Worth a Closer Look? Tiny Solucorp’s Mercury- Reduction Technology Could Pay Off (Or Not)
Submitted by EnergyTechStocks.com
“For a small company like Solucorp, even a 1% share of the mercury-reduction market will provide a tidy profit, Spindler says.”
You’ve just read the next-to-last sentence in a recent article in the respected trade publication Chemical & Engineering News that was entitled, “Getting Rid of Mercury.”

The article dealt with how some 20 eastern U.S. states have either begun or will shortly begin to regulate mercury from large coal-fired power plants, plus how Washington may impose mercury-reduction regulations starting in 2013.
None of that is new. Neither is it new that, as the article notes, a bunch of companies that sell mercury-reduction equipment could prosper, among them ADA-ES, Corning, Johnson Matthey and Calgon Carbon.
But then, at the end of the article, a new player is introduced, tiny Solucorp Industries Ltd.
Based in West Nyack, NY and traded over-the-counter, Solucorp certainly doesn’t look like much. Its shares have recently traded in a range of only about 10 cents to 17 cents and the company’s financial reporting appears to be spotty.
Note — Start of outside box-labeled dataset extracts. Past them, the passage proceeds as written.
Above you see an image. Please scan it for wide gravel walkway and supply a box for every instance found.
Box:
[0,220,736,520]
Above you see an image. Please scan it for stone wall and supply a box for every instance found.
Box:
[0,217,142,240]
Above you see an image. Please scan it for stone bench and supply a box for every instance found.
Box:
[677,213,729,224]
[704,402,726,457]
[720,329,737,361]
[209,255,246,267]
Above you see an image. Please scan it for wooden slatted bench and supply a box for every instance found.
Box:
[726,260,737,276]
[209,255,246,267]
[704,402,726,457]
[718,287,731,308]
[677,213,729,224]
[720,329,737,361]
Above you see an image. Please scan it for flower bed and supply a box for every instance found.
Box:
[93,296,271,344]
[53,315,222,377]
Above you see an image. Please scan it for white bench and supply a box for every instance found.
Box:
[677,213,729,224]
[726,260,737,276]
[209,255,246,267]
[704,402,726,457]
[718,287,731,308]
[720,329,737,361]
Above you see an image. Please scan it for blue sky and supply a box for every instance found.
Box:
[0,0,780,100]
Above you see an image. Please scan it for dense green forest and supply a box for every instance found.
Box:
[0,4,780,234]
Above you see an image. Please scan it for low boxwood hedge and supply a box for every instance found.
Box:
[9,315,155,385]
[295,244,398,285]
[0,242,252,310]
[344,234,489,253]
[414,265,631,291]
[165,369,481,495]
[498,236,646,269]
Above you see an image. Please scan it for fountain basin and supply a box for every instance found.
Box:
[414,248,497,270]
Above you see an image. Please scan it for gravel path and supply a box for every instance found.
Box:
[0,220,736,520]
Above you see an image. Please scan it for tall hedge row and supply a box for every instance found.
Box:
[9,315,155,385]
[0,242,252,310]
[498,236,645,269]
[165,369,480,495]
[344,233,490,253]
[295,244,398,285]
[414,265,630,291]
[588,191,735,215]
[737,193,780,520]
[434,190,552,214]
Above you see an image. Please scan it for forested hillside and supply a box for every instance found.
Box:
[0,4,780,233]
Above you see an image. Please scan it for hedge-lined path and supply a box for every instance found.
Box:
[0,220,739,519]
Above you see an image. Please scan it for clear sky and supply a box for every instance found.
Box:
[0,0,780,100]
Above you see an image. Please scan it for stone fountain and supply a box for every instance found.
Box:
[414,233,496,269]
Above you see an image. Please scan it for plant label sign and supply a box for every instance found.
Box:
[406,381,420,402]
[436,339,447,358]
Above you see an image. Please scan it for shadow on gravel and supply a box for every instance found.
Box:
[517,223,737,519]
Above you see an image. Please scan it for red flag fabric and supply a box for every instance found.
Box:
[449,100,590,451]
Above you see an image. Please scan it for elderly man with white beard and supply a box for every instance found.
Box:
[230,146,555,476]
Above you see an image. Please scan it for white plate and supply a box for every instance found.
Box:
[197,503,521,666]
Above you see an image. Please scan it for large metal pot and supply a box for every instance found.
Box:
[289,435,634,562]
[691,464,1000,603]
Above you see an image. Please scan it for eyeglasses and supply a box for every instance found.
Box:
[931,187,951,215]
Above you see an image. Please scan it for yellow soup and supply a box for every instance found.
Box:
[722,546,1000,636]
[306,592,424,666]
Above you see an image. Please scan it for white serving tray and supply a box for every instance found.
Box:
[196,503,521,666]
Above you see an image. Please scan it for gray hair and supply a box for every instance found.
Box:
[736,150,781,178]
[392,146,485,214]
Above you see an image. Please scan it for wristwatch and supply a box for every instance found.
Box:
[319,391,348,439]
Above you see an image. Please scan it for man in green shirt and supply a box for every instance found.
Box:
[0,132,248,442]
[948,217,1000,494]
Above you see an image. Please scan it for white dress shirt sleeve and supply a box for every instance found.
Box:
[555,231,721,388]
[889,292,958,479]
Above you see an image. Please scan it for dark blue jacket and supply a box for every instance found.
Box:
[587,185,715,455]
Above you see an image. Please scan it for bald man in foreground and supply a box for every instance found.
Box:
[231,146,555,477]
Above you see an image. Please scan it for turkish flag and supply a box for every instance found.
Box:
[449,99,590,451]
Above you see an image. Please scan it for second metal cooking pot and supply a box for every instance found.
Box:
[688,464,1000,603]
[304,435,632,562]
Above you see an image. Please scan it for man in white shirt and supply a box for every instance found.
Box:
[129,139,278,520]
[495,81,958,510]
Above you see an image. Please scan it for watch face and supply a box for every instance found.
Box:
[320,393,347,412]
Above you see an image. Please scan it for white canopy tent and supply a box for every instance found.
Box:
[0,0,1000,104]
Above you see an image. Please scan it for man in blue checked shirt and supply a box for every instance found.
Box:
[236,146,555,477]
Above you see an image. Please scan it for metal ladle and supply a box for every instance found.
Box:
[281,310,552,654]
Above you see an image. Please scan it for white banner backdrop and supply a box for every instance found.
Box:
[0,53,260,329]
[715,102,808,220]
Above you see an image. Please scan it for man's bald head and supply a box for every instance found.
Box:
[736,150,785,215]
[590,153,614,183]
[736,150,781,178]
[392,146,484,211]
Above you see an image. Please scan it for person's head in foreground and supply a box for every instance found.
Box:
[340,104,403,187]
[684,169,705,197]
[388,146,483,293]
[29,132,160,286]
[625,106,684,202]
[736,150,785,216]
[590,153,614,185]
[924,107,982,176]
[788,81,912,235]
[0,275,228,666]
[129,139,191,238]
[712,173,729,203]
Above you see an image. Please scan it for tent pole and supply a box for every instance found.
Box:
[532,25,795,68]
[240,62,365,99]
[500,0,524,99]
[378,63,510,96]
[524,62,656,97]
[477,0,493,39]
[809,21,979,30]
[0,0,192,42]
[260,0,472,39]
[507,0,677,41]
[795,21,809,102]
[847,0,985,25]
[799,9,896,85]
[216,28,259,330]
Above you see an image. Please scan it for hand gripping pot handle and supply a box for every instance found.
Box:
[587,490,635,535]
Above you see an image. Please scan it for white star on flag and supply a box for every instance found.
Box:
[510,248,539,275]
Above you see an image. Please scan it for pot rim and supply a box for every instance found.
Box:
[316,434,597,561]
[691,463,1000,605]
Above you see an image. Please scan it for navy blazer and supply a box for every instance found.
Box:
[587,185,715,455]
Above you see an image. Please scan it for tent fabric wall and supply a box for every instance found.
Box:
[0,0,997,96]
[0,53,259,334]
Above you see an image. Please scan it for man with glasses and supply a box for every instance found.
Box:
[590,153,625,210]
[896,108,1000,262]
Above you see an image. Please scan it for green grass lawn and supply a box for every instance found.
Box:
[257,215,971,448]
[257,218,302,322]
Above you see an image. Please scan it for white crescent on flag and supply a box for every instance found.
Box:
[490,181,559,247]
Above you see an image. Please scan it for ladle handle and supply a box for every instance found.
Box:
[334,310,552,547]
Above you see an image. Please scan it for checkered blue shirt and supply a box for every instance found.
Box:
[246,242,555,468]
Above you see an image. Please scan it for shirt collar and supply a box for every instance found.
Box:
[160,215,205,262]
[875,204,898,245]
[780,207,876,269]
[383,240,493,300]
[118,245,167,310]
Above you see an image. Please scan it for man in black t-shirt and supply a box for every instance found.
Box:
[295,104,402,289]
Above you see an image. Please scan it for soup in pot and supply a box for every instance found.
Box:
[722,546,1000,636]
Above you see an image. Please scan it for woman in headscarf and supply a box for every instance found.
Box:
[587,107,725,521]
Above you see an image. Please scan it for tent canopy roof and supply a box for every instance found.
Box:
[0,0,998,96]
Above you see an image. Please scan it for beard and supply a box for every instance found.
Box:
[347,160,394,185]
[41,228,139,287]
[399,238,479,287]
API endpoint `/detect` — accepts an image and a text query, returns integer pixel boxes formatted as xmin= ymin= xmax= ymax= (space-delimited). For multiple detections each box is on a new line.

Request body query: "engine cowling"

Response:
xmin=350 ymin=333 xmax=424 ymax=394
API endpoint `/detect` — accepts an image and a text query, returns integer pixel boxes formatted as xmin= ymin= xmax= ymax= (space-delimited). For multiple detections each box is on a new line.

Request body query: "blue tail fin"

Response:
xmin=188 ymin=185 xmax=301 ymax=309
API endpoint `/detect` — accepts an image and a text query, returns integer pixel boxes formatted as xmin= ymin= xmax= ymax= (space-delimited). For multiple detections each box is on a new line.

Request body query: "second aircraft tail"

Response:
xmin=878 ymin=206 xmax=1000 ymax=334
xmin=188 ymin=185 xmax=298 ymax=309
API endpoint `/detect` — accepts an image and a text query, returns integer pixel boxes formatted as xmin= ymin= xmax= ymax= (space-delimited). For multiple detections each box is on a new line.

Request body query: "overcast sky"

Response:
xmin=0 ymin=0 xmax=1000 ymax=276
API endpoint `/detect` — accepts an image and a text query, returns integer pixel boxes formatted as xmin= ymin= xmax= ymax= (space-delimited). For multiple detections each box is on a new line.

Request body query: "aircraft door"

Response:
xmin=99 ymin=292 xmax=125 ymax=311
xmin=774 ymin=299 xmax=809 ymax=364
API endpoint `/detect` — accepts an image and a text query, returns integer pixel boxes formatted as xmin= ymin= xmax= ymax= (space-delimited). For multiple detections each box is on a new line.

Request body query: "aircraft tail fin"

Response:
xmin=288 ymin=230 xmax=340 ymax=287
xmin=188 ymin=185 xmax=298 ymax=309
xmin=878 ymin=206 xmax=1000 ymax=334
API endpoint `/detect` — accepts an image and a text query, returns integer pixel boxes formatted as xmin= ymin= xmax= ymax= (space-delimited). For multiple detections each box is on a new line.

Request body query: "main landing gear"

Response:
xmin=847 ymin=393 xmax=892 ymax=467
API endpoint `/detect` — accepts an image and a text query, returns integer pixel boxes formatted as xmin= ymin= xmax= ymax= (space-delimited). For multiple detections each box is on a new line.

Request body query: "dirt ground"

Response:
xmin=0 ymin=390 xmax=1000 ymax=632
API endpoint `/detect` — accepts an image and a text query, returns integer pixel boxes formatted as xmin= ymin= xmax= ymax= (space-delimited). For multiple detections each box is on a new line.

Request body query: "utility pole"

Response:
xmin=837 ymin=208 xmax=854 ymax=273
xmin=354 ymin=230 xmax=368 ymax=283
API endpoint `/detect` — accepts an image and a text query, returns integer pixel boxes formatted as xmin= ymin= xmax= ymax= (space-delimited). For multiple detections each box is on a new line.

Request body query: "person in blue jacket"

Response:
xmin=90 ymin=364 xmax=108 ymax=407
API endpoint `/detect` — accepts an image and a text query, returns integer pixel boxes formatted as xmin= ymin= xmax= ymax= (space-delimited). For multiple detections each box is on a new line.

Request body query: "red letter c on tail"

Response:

What Solucorp may have going for it is its patented technology. According to the Chemical & Engineering News article, the company is working on injecting micronized sulfide slurry into flue gas scrubbers. Solucorp executive Noel Spindler told the trade magazine that Solucorp is presently conducting tests to see whether its process can remove 90% of mercury.
Whether that’s enough to entice an investor to look closer at this company, well, we’ll let you be the judge.